Baklava is a very tasty specialty and I've already shared 2-3 baklava recipes here. But baklava with sour cherries is an amazing pleasure 🙂 I've said many times that I love poppy seed so I added some in this recipe. Of course you can prepare this baklava without poppy seed and keep the cherries only. Here is the recipe:


For the filling:
  • 14 layers phyllo dough for baklava (the thinner ones, not those for pie)

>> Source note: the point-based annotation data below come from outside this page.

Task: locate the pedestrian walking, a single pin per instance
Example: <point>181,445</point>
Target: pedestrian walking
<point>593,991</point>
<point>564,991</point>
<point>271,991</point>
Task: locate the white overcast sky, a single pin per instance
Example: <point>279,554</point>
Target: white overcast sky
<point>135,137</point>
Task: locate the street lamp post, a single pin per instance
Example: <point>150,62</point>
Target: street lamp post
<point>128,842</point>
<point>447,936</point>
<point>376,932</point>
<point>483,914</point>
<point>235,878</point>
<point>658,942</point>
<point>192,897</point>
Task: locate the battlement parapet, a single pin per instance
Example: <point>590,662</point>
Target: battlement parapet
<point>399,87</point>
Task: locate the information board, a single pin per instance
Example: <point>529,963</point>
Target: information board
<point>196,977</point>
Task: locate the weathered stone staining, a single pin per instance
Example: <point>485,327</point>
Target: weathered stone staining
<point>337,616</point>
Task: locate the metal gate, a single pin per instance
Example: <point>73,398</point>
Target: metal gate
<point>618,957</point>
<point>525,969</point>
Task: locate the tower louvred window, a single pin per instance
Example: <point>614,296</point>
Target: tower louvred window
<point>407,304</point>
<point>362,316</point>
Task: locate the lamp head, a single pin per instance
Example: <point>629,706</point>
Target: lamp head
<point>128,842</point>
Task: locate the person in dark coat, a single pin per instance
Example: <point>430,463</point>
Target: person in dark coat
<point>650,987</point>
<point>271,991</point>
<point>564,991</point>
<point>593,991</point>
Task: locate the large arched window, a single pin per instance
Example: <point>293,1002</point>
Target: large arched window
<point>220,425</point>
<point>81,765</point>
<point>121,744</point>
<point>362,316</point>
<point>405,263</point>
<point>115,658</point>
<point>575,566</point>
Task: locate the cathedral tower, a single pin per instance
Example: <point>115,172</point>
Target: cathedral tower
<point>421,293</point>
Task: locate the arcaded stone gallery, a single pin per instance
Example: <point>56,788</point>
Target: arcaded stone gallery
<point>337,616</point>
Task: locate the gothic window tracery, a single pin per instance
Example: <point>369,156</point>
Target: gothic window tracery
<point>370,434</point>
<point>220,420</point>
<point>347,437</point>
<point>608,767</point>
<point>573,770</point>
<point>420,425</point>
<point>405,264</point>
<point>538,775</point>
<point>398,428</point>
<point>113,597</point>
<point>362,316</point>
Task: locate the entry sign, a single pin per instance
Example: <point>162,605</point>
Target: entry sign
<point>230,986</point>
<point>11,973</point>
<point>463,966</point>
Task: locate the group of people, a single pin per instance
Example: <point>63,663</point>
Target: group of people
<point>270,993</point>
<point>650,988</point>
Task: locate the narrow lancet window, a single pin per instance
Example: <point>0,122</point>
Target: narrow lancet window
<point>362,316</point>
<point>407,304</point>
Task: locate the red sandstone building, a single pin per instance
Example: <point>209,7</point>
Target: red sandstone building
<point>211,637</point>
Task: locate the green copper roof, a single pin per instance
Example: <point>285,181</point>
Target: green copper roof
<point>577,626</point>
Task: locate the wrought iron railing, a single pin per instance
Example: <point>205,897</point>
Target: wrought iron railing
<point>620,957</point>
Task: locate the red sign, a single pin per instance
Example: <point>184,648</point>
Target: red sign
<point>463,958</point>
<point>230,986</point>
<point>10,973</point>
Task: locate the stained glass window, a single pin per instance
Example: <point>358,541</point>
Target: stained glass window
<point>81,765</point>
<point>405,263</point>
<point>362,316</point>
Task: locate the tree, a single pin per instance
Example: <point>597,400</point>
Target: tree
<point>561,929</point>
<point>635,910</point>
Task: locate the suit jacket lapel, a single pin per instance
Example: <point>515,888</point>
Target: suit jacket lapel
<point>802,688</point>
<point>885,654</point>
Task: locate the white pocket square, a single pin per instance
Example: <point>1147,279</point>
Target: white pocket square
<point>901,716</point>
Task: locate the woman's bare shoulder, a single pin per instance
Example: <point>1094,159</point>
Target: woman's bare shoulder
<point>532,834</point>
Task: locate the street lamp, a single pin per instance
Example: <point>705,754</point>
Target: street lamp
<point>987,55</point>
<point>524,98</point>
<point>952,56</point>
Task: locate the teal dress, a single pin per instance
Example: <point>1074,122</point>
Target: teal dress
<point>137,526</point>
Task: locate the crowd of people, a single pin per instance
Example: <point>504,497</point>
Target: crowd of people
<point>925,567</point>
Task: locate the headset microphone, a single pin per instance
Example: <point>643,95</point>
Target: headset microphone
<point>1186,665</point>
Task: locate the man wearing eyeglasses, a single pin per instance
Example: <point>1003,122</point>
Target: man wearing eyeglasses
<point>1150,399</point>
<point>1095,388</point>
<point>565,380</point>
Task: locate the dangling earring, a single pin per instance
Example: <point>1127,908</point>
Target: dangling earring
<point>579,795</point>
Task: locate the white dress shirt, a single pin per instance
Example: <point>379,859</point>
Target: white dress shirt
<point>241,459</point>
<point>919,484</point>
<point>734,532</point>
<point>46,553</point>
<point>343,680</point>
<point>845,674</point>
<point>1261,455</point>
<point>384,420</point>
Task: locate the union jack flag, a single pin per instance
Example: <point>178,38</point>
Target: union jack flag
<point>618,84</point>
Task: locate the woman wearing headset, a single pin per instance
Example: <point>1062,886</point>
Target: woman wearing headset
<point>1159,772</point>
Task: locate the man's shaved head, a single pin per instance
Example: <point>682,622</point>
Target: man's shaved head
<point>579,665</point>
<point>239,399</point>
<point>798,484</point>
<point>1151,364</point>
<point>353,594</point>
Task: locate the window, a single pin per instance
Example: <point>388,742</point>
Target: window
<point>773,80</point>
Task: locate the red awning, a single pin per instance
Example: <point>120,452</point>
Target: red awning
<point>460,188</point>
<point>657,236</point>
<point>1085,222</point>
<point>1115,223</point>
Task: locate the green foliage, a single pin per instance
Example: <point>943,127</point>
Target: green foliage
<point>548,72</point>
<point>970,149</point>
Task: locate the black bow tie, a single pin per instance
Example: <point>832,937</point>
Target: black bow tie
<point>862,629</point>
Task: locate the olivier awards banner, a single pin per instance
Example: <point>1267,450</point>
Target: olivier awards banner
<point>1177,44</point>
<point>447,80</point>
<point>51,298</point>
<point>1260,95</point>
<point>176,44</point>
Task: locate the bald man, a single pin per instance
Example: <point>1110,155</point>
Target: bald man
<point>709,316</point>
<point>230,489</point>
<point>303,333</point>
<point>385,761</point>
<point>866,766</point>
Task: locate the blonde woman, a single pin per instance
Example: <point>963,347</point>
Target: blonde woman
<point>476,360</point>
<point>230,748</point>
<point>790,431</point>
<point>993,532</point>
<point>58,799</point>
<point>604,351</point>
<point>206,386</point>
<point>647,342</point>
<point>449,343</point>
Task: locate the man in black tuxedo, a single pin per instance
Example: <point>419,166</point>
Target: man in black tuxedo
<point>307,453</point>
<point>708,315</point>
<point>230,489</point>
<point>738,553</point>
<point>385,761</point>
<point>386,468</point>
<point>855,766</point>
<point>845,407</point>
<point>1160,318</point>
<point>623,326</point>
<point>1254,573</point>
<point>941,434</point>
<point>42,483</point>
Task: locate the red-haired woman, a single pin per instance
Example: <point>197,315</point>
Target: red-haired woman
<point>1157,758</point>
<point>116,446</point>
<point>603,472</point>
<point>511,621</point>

  • 500 g cherries without seeds
  • 300 g sugar
  • 100 ml oil for cooking
  • 100 g bread crumbs
  • 3 eggs
  • 1 sachet baking powder (10 g)
  • 2-3 tbs of poppy seed
For the syrup:
  • 400 g sugar
  • 300 ml water
  • 2-3 slices of lemon
  1. First prepare the syrup - mix the water with the sugar and cook for 10 minutes. Then add the lemon slices and cook for a few minutes.
  2. Beat well eggs in a bowl, beat until foamy. Add the sugar, cooking oil, bread crumbs and baking powder and stir all well. Add the poppy seed and stir.
  3. Apply a thin layer of oil in a baking pan and place 2 layers of phyllo. Add 2-3 tbs of the filling and apply all over. Add the filling on every layer and add 1/3rd of cherries on the 4th layer, on the 8th and on the 12th layer. The last layer is not coated with the filling.
  4. Before baking, cut baklava in desired forms and put to bake at 200 C degrees until t gets a nice rosy color. When cooled a little, pour over the previously prepared syrup.
  5. Serve baklava when all syrup is soaked and when completely cool. It's the best to serve the next day.